Graphene is a suitable active substance for electric double-layer supercapacitors (EDLCs) because of its high electric conductance and lightweight composition. However, a porous configuration is needed to maximize the specific energy density of graphene for many novel energy storage applications.
Study: Soft Template-Assisted Fabrication of Mesoporous Graphenes for High-Performance Energy Storage Systems. Image Credit: Neon_dust/Shutterstock.com
A recent study published in the journal ACS Applied Materials & Interfaces proposes a simple strategy for the fabrication of mesoporous graphene with applications in high-performance energy storage systems such as electric double-layer supercapacitors (EDLCs).
Electric Double Layer Capacitors (EDLCs): Overview and Challenges
Energy storage systems have recently received significant attention due to the urgent need to replace fossil fuels in many industrial sectors, such as transportation.
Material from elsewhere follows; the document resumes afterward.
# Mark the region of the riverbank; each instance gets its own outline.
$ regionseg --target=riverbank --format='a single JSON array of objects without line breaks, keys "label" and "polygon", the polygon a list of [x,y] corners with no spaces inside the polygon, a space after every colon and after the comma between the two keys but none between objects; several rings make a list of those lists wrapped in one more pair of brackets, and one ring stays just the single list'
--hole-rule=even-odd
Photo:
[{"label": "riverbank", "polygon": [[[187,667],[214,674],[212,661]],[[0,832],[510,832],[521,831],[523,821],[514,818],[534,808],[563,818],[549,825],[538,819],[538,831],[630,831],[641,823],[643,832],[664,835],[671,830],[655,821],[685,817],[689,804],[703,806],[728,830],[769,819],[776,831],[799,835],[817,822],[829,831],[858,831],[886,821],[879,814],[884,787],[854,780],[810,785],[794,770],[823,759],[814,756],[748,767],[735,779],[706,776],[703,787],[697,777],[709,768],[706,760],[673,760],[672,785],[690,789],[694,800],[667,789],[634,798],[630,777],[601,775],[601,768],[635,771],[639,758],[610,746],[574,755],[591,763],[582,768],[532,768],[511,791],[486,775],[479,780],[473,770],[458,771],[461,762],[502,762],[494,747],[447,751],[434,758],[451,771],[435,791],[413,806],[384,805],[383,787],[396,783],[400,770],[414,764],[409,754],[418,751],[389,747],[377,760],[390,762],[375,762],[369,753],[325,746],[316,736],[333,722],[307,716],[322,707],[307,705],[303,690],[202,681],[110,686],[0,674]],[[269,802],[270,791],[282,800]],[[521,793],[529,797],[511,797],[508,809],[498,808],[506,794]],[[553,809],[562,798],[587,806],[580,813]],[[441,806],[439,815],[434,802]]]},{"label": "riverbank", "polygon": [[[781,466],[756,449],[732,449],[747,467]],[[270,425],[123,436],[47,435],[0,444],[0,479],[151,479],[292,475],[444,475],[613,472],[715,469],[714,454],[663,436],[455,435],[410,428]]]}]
In this context, electric double-layer capacitors (EDLCs) are important energy storage systems because of their high energy density and exceptional cyclic stability.
However, conventional energy storage systems made of activated carbons (ACs) have a poor power density due to the insufficient specific contact area, leading to the inadequate creation of an electric double layer between electrode material and electrolyte.
As a result, an active substance with a high specific contact area must be developed to obtain high energy densities and meet the needs of novel energy storage systems.
Previous studies have attempted to create high surface area carbon-based compounds, such as highly porous structured carbons, for energy storage purposes. However, conventional carbon-based materials have low conductance, resulting in low power density and poor cyclic stability.
Mesoporous Graphene for Energy Storage Applications
Graphene is regarded as a potential carbonaceous material because of its remarkable electrical conductance. However, the high van der Waals contact between the graphene sheets makes stacking unavoidable, producing a limited available surface area.
This inherent graphene disadvantage can be overcome by adding a three-dimensional (3D) porous microstructure, which increases the available surface area while retaining beneficial electrical properties.
The resultant material, known as mesoporous graphene, combines the benefits of graphene, ultrathin 2D morphology, and mesoporous structures, significantly improving the power and energy densities of energy storage devices such as electric double-layer capacitors (EDLCs).
Several research groups have attempted synthesizing 3D mesoporous graphene using a catalytic template-assisted technique. However, due to a volatile catalytic template, the pore diameter and contact area were rather high. Therefore, developing an efficient technique for synthesizing 3D mesoporous graphene with a high contact area for high-energy-density EDLCs remains a major challenge.
What Did the Researchers Do in This Study?
In this study, the researchers created 3D mesoporous graphene by employing block copolymers (BCPs) to construct the mesostructured active template and the carbon resource. An amphiphilic poly(styrene)-block-poly (2-vinyl pyridine) copolymer (PS-b-P2VP) was swelled in heated ethanol and then dehydrated to create a mesostructured template.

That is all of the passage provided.